My take on the drastic actions by Shopify is not to stifle collaboration, as that has to happen somewhere, but to try and eliminate some waste by avoiding unproductive meetings or removing unnecessary people from the equation. For me, an unproductive meeting though is often a smell that there is some confusion that needs resolving, which I guess is what the CEO of Shopify is getting at, but I’d rather do that quickly face-to-face than have to experience the tortuous route of a protracted email exchange or pull request with a number of comments to rival War & Peace. If you’re in Rumsfeld territory facing unknown unknowns you’ll want to navigate out of there as quickly as possible to at least the safer harbour of known unknowns.

I remember a project manager getting tetchy once because we went around in circles in a few design meetings apparently arguing about a particular concept. He saw it as disruptive, but I saw the conflict as a sign that we were missing something fundamental, and we were, we just didn’t discover what it was until an iteration or two later. When it did finally emerge all the confusion made sense, along with the realisation that we needed a much broader view of the business than many of our existing users had had up to that point.

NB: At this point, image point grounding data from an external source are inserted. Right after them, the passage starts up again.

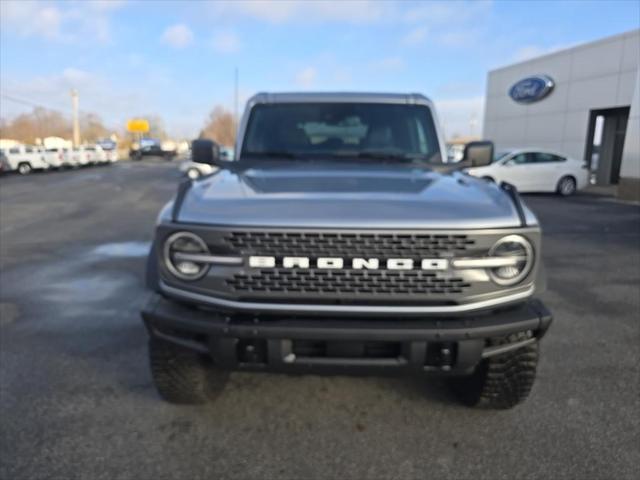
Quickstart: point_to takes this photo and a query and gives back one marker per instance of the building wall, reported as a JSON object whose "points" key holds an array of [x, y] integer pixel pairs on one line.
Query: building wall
{"points": [[600, 74], [629, 186]]}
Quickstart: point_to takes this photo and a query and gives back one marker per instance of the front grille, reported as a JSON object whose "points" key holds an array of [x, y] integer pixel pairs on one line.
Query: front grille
{"points": [[348, 285], [346, 244], [351, 282]]}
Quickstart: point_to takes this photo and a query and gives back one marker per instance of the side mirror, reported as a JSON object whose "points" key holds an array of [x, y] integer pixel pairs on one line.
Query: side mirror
{"points": [[205, 151], [478, 154]]}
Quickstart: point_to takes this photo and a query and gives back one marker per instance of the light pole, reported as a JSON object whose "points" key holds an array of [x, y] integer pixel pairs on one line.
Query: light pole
{"points": [[76, 120]]}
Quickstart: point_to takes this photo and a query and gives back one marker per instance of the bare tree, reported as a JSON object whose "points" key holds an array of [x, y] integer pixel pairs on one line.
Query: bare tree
{"points": [[220, 127]]}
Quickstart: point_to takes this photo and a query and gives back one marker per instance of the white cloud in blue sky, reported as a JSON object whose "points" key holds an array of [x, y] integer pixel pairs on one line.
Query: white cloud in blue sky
{"points": [[177, 59], [177, 36]]}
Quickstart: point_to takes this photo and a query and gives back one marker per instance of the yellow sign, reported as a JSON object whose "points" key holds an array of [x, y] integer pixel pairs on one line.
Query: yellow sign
{"points": [[138, 125]]}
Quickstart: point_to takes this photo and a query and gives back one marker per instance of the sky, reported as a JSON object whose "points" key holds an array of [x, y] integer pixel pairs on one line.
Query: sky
{"points": [[176, 59]]}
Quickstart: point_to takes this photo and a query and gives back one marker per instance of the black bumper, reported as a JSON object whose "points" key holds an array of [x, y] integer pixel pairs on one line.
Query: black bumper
{"points": [[449, 345]]}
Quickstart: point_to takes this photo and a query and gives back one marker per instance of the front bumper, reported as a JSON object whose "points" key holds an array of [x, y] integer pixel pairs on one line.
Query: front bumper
{"points": [[449, 345]]}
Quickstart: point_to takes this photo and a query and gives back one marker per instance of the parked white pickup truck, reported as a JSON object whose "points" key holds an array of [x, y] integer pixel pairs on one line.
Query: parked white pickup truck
{"points": [[58, 157], [25, 158]]}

As I write we’re just about to pass the third anniversary of the first Covid lockdown in the UK, along with the sudden switch to long-term remote working for many businesses. The consequential rise in asynchronous communication via the written word and video recordings will have been liberating for some employees more used to a classic 9 to 5 schedule, rebalancing the work-life scales for them in the process. But meetings can, and should have a social element too, even if just for a minute or two here and there, and so I hope we don’t throw the proverbial baby out with the bathwater in the stampede to deprecate face-to-face contact.

Chris Oldwood is a freelance programmer who started out as a bedroom coder in the 80s writing assembler on 8-bit micros. These days it’s enterprise grade technology from plush corporate offices the comfort of his breakfast bar. He has resumed commentating on the Godmanchester duck race but continues to be easily distracted by emails and DMs.